Things change. The whole point of art is that, yes, there are some rules, but you can break them because it is art and your creation. Plus, as Robitussin217 said, many many cultures have been creating images containing aroused figures forever; it just so happens that Western/European cultures frowned upon that sort of thing and thus kind of ignored it in their art. But again, things are changing these days because people no longer "fear" nudity and the human body. Art is not rigid.

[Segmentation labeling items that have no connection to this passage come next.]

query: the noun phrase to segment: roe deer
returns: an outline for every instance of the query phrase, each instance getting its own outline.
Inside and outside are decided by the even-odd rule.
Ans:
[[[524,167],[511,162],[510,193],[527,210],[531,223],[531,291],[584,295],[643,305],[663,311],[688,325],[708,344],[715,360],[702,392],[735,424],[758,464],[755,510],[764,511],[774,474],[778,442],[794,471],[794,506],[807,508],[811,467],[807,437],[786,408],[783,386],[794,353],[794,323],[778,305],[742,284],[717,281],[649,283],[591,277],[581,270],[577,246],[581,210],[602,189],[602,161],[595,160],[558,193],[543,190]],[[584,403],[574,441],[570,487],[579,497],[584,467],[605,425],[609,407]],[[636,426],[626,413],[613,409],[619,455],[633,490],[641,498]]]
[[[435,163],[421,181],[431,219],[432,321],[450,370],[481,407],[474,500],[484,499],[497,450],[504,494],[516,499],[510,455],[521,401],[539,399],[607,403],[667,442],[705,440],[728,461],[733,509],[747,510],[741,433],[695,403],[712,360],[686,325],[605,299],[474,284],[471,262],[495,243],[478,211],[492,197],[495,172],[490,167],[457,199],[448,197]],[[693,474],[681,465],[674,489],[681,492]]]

I do understand where you're coming from- I didn't consider this particular set to be artistic (just didn't seem to have a point), but in the same breath, I do think that a state of arousal does not necessarily automatically slap something into the "pornographic" arena. I respect your opinion, and there's mine


----------



## robitussin217 (Apr 30, 2008)

^^^ Hahaha! What!? Why do you want to know that? Sounds like question derived from gossip. But, no I don't think it was called "wang." It's funny how introducing the term "wang" into a discussion on art history and evolution changes the intellectual air of the conversation. "Well european yada, ancient greece, yada, high art!...wang!" 

back on topic

I'm kind of fascinated by this thread. Even though I didn't really respect the kind of art that these shots were, at least they promoted discussion. And, it's interesting to see the spectrum of reactions that they got.


----------



## Jeff Canes (Apr 30, 2008)

Is it just possible that the classis nude paintings and sculptures in museums around the would today was the soft porn of their times.


----------